Six Tons of Fertilizer The suspect owned a farm in the small eastern town of Rena, which is listed as Breivik Geofarm on a Facebook page bearing his name and image. He bought 6 tons of fertilizer in May, said Jan Kollsgaard, a director at agricultural supply company Felleskjoepet.

Breivik became a member of the Progress Party, Norway’s second biggest, in 1999 and paid his membership fees until 2004, party spokesman Mazyar Keshvari said in an e-mail today. He was also a member of the party’s youth movement from 1997 to 2007, acting as deputy chairman for one of the local Oslo chapters.

On a Twitter account bearing his name, Breivik made only one posting, on July 17, paraphrasing English economist and philosopher John Stuart Mill: “One person with a belief is equal to the force of 100,000 who have only interests.”

He’s a Christian fundamentalist with no previous record of criminal offences, Andresen, the deputy police chief, said.

Two policemen stood outside the 4-story brick apartment building listed as Breivik’s Oslo address in a quiet residential area in the capital’s west. Hemen Noaman, a 27-year-old accounting consultant living in the building, said Breivik’s mother resided in the apartment and that her son would often visit her.

Crisis Centers Municipalities and cities throughout Norway were setting up crisis centers to aid relatives of the victims. From Tromsoe in the far north of the rugged Nordic country with 4.9 million inhabitants to Oslo in the south, flags were flown at half-mast in remembrance of the victims. The annual youth camp, which began July 19, was set to conclude tomorrow.

“Not since World War II has our country experienced a greater tragedy,” Stoltenberg said. “For me, Utoeya was the paradise island of my youth that was transformed into hell.”

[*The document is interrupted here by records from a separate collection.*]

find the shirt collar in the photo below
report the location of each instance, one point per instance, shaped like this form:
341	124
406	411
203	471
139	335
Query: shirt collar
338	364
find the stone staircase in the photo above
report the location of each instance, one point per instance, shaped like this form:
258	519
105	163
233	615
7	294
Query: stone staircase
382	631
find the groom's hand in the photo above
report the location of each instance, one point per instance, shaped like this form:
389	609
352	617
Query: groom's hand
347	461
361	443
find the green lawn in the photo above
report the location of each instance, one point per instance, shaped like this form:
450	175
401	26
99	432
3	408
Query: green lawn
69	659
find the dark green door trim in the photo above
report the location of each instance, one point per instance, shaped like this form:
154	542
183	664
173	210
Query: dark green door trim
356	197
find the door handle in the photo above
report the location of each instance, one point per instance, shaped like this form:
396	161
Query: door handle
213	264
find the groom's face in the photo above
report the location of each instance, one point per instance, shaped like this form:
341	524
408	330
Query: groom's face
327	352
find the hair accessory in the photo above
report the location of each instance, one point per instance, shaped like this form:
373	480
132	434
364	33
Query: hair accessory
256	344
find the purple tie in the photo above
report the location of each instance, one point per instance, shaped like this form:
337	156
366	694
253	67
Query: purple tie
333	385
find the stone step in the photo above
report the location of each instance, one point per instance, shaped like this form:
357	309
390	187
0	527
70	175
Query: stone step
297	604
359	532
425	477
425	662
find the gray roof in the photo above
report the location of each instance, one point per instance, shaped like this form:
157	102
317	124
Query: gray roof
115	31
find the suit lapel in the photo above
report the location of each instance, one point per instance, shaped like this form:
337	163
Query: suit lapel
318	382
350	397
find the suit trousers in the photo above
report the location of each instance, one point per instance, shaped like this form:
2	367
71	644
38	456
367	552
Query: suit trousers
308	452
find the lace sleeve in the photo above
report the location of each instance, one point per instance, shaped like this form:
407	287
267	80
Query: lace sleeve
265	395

Police, who would not speculate about a motive, “see a connection between the attack in the Oslo center and the attack on the island because both are at political sites,” Anders Frydenberg, an Oslo police spokesman, said by telephone. Police are not searching for a second gunman, spokeswoman Trine Dyngeland said.

Progress Party The Progress Party, which posted its best result in Norway’s last parliamentary elections since it was formed as an anti-tax movement in 1973, is preparing to contest local elections on Sept. 12. A poll conducted by Norfakta earlier this month showed the opposition Conservative and Progress parties combined would obtain a majority in parliament, beating the ruling center-left coalition government.
“The parties on the right have had strong loyalty recently while parties on the left have had less,” Frank Aarebrot, a University of Bergen political science professor, said today. After these attacks, “Labor supporters will rally to the flag. Progress Party supporters could become a little less certain.”

Like other Nordic countries, Norway has a high rate of gun ownership, mostly semi-automatic and bolt-action rifles and shotguns, due to the popularity of hunting. As of January 1, 2010, 439,000 Norwegians were recognized by the Norwegian Register of Hunters, or about one in every ten citizens.

Neighboring Sweden had a brush with what police treated as a possible terrorist attack in December when a suicide bomber injured two people in central Stockholm.

“From a Swedish perspective, we’re following the ongoing development,” Swedish Prime Minister Fredrik Reinfeldt said. “There is still a lot that is unclear about what has happened.”

Danish Prime Minister Lars Loekke Rasmussen sent a statement conveying his “deepest sympathy and solidarity” with the Norwegian people. U.S. President Barack Obama said the attacks showed that “no country large or small” is immune to such violence.